Re: [RFC/PATCH 0/2] Speed up fetch with large number of tags

Julian Phillips <julian@xxxxxxxxxxxxxxxxx> · Wed, 16 Sep 2009 23:32:52 +0100 (BST)

On Wed, 16 Sep 2009, Junio C Hamano wrote:

Julian Phillips <julian@xxxxxxxxxxxxxxxxx> writes:

I have a repository at $dayjob where fetch was taking ~30s to tell me
that there were no updates.

It turns out that I appear to have added a nasty linear search of all
remote refs for every commit (i.e. tag^{}) tag ref way back in the
original C implementation of fetch.  This doesn't scale well to large
numbers of refs, so this replaces it with a hash table based lookup
instead, which brings the time down to a few seconds even for very large
ref counts.

I haven't tested it with non-native transports, but there is no reason
to believe that the code should be transport specific.

Very interesting.

A few questions (not criticisms).

* 1m50s to 4.5s is quite impressive, even if it is only in a repository
  with unusual refs-vs-commits ratio, but I personally think 10 refs per
  every commit is already on the borderline of being insane, and the
  normal ratio would be more like 1 refs per every 10-20 commits.

I noticed the problem with a real repository at $dayjob, and did enough 
anaylsis to identiy the problem.  I deliberately created a repository that 
should emphasise the problem so that it was easy to get a handle on.

Having applied the ref-dict patches fetch on my $dayjob repo has gone from 
~30s to ~4.5s, which may not be as impressive - but is much easier to live 
with.

  What are possible downsides with the new code in repositories with more
  reasonable refs-vs-commits ratio?  A hash table (with a sensible hash
  function) would almost always outperform linear search in an randomly
  ordered collection, so my gut tells me that there won't be performance
  downsides, but are there other potential issues we should worry about?

I guess that main thing would be the extra memory usage.

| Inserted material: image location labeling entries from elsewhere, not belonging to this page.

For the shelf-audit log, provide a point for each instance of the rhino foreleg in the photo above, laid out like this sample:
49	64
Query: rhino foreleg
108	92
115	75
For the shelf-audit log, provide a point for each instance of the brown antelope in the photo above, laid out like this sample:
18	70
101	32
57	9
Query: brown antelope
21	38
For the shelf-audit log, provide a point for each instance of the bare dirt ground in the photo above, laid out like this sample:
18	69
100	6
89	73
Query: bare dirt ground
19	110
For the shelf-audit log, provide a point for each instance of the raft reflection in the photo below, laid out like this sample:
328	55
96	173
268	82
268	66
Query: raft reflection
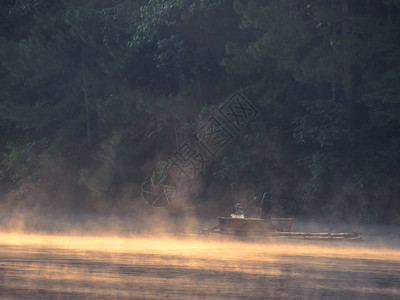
67	267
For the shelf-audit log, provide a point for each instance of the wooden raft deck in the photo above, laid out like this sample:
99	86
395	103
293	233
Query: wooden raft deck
278	227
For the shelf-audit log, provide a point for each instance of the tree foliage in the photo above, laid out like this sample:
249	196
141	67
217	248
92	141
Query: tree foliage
114	86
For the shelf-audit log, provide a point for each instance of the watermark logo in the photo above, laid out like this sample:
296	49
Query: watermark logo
204	145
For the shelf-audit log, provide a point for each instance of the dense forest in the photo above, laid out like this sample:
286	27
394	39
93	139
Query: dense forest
94	94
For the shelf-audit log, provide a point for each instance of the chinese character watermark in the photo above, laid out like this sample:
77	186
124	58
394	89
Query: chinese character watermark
205	144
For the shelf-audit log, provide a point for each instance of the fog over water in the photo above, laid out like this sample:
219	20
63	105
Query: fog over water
39	266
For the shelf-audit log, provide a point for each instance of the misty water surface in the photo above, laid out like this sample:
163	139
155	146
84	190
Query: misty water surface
71	267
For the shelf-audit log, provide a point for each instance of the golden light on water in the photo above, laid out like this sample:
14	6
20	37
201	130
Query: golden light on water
191	267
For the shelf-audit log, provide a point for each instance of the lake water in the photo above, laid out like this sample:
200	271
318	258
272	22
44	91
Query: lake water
171	267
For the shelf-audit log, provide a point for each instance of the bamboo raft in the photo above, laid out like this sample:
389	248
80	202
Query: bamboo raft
276	228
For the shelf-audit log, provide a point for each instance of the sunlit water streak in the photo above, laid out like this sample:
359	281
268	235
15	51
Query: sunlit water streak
83	267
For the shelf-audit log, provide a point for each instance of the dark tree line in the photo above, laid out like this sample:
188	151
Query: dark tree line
106	88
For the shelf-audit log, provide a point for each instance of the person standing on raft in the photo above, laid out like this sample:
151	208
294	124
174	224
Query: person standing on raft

* In an insanely large refs-vs-commits case, perhaps not 50000:1 but more
  like 100:1, but with a history with far more than one commit, what is
  the memory consumption?  Judging from a cursory view, I think the way
  ref-dict re-uses struct ref might be quite suboptimal, as you are using
  only next (for hash-bucket link), old_sha1[] and its name field, and
  also your ref_dict_add() calls alloc_ref() which calls one calloc() per
  requested ref, instead of attempting any bulk allocation.

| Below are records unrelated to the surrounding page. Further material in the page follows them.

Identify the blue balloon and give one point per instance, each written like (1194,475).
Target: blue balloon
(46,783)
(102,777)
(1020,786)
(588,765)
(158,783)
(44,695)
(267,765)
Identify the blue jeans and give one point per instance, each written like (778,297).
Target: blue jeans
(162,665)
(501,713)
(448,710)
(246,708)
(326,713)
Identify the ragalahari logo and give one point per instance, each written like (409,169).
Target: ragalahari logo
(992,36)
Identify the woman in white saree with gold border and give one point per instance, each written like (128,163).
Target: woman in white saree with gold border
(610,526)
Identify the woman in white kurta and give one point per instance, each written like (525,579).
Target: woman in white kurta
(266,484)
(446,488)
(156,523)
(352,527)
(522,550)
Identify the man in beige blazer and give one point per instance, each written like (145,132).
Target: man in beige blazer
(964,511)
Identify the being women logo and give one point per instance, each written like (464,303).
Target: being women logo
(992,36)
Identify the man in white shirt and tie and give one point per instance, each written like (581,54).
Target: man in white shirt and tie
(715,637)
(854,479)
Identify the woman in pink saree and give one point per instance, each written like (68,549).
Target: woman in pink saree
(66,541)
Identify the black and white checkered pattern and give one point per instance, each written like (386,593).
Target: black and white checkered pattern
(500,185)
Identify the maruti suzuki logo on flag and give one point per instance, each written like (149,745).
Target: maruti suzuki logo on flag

Yeah, I just reused struct for speed and convience of developing, to 
veryify that ref-dict would give me the speed I wanted.  A final patch 
would want a more optimised version.  Except that I've thrown the whole 
hash table thing away anyway.

* The outer loop is walking the list of refs from a transport, and the
  inner loop is walking a copy of the same list of refs from the same
  transport, looking for each refs/tags/X^{} what record, if any, existed
  for refs/tags/X.

  Would it make sense to further specialize your optimization?  For
  example, something like...

I actually arrived at somthing similar to this myself, after realising 
that I could use string_list as a basis.

* It is tempting to use a hash table when you have to deal with an
  unordered collection, but in this case, wouldn't the refs obtained from
  the transport (it's essentially a ls-remote output, isn't it?) be
  sorted?  Can't you take advantage of that fact to optimize the loop,
  without adding a specialized hash table implementation?

I wasn't sure if we could rely on the refs list being sorted.  But I've 
got a new version that uses an extra string_list instead that is actually 
slightly faster.  I'll post that shortly.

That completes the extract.